Canadian-based Upverter, launched in 2011, seems to be the most aggressive in terms of targeting the enterprise market. Its software, which focuses on collaboration and usability, was recently updated to include board-layout and simulation capabilities on top of its existing schematic capture offering.

According to the company, nearly all of its users build off of one of thousands of publicly available designs and libraries (Fig. 1). Its tools were born out of a frustration with overly complex design flows, which tend to impede collaboration. “There’s an old way of doing things and an old mindset and a lot of ‘I do it like this because I’ve been doing it like this for 20 years,’” says Zak Homuth, a co-founder of Upverter.

1. This timer circuit schematic is one example of a design in Upverter that allows multiple collaborators on the same design.

Another browser-based design tool dubbed Circuits.io (launched in October) was built upon a similar premise. Co-founder Benjamin Schrauwen, a professor in the electronics field at Belgium’s Ghent University, feels that existing tools have a steep, and unnecessarily long, learning curve. “We again and again see the tedious process when people are learning to design PCBs,” he says. “A lot of what we have to explain could be easily captured in just better tools.”

Both Upverter and Circuits.io offer an end-to-end design flow. In other words, designers can capture designs, create board layouts, generate Gerbers (standard file formats that provide detailed information on a printed-circuit board’s conductive layers), or order manufacturing within the tools.

Upverter maintains over 17,000 parts in its library as well as thousands of publicly available designs for reuse. It can support designs with hundreds of components, thousands of nets, and up to approximately 10 square inches in size, according to Homuth. Its layout tool supports an infinite number of layers.

Other features include design-rule checking and a wizard for IPC-compliant footprint generation. Upverter recently added the ability to incorporate copper pours and revamped its trace routing (Fig. 2). Currently in the works is support for BGA breakouts and differential pair routing. Homuth says that the company updates its design tool daily and reacts quickly to customer requests.

2. Upverter’s Web-based PCB editor has support for DRC and copper pours, and includes an IPC-compliant footprint wizard.

Circuits.io lists approximately 1600 parts, but it plans to significantly increase that number in the near future. Although support is available for infinite layers, users can only design two-layer boards at this point. The company recently added support for copper pours and improved routing capabilities, and hopes to soon offer support for higher-frequency boards (Fig. 3).

3. Circuit.io’s layout tool supports snap lines to align components, an adaptive grid, live ratsnest, ERC and DRC checking, live copper-pour calculations, and copper island removal.

Early adopters of Circuits.io fall into the student and hobbyist groups, but plans are to expand to professionals looking for a simple design tool. According to the company, its users are currently creating simple designs, such as interface boards, logic analyzers, and extension boards for their Raspberry Pi or Arduino boards.
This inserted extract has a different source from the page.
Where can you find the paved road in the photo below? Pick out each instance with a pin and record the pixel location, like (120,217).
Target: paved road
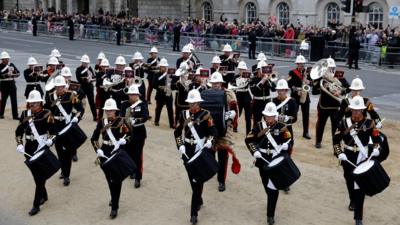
(382,85)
Upverter, on the other hand, says that professionals have begun to come onboard. Most of them are involved in startups, and design projects generally fall into the consumer electronics and robotics realms. “Altium, OrCAD, and PADS are the guys who are in our sightlines now,” notes Homuth.

Open-Source Hardware

Both Upverter and Circuits.io point to GitHub as an inspiration for their design tools. GitHub is a Web-based software code hosting service and community with over three million users.

The service has popularized managing code publicly online. It allows members of the community to “fork” a code repository, enabling them to build off of their own working copy. As a result, they can more rapidly customize their own applications.

While Upverter is betting that this idea will catch on for professional electronics design, Circuits.io sees it as a way to involve more companies in custom electronic design. By modularizing standard design blocks and automating most of the design process, they hope to lure technical folks outside of electronics into designing custom circuits (Fig. 4).

4. Every Circuits.io design can be copied for reuse (“forked”) and watched. It also has a comments section for community interaction.

The companies envision designers encapsulating functionality and piecing together blocks, similar to how large open-source communities like GitHub influence the way many coders now write software. A power-supply expert, for example, might design modules that a less electronics-savvy designer could implement into his or her layout.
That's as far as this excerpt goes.